March 22, 2019 3:09 pm
This week, SEOs learned that Google stopped supporting the rel=prev/next markup (that indicates a web page is part of a larger set of pages) within its indexing process years ago. Having factored rel=prev/next into their site design and investing time into maintaining those structures, site owners, web designers, and SEOs have some charged emotions about the lapsed announcement.
Here’s how Google broke the news:
As we evaluated our indexing signals, we decided to retire rel=prev/next.
Studies show that users love single-page content, aim for that when possible, but multi-part is also fine for Google Search. Know and do what’s best for *your* users! #springiscoming pic.twitter.com/hCODPoKgKp
Just prior to that, Google’s John Mueller laid this detail on us:
We noticed that we weren’t using rel-next/prev in indexing for a number of years now, so we thought we might as well remove the docs :).
— ? John ? (@JohnMu) March 21, 2019
Why you mad, though? Notable SEOs like Alan Bleiweiss and Jenny Halasz are pushing back.
Always have, always will. Nobody there knows what the ENTIRE system does, or how it does it. Too many moving parts. So they need reinforcing signals. This is not rocket science understanding of the flaws in their system. 2/
— Alan Bleiweiss (@AlanBleiweiss) March 21, 2019
While Bleiweiss insists that Google needs reinforcing signals like link relationship tags to effectively index, Halasz points out that there are other search engines out there and (perhaps more importantly) that these tags may provide support for users who rely on technology such as screen readers to navigate.
Please don’t change standard WCAG practices just b/c “Google said”! There are other search engines and other reasons (like accessibility) you should do things on websites that have nothing to do with Google!
— Jenny Halasz (@jennyhalasz) March 22, 2019
Others are highlighting the hypocrisy.
If users love single-page content, why aren’t Google search results on a single page?

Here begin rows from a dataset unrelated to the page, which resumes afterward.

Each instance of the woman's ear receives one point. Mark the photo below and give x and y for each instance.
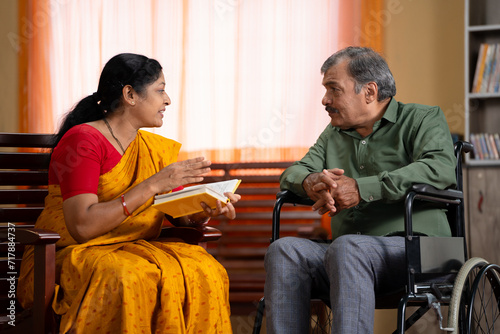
(129, 95)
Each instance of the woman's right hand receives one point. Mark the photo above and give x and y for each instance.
(180, 173)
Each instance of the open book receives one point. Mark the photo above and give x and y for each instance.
(187, 201)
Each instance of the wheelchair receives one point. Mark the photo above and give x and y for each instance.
(472, 294)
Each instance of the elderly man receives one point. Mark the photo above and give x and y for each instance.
(358, 172)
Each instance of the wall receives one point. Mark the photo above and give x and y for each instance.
(424, 46)
(8, 67)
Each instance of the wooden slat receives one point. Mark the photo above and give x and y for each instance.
(25, 160)
(12, 265)
(25, 140)
(257, 191)
(295, 215)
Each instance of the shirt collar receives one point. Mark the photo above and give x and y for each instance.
(390, 115)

— Kevin_Indig (@Kevin_Indig) March 21, 2019
People aren’t just upset that Google stopped supporting these tags, they feel betrayed because they’ve invested resources into making this a part of their user interface on the belief that it’s a best practice.
So what other expensive processes have your engineers been instructing us to use *for years* that you’ve been ignoring *for years*?
— Paul Thompson (@thompsonpaul) March 21, 2019
And, of course, there are the memes.
Hreflang right now pic.twitter.com/csRw1CqiK0
— Screaming Frog (@screamingfrog) March 21, 2019
Translation: the joke here is that the “hreflang” attribute (which tells Google which language a page uses) is next to get the axe. (It is just a joke.)
Why you should care. As search systems evolve, the ways they use or rely on markup changes, too. This won’t be the last subtraction or addition. Google apologized for the lapsed communication and expressed it would communicate markup changes when they happen going forward.
The reactions underscore that just because Google cuts support for something doesn’t mean it may not still be valuable for user experience or recognized by other platforms. Google apologized and maintains that webmasters should use it for reasons other than indexing. Just be sure to consider the broader impact the markup might have before deciding whether or not to stop using it themselves.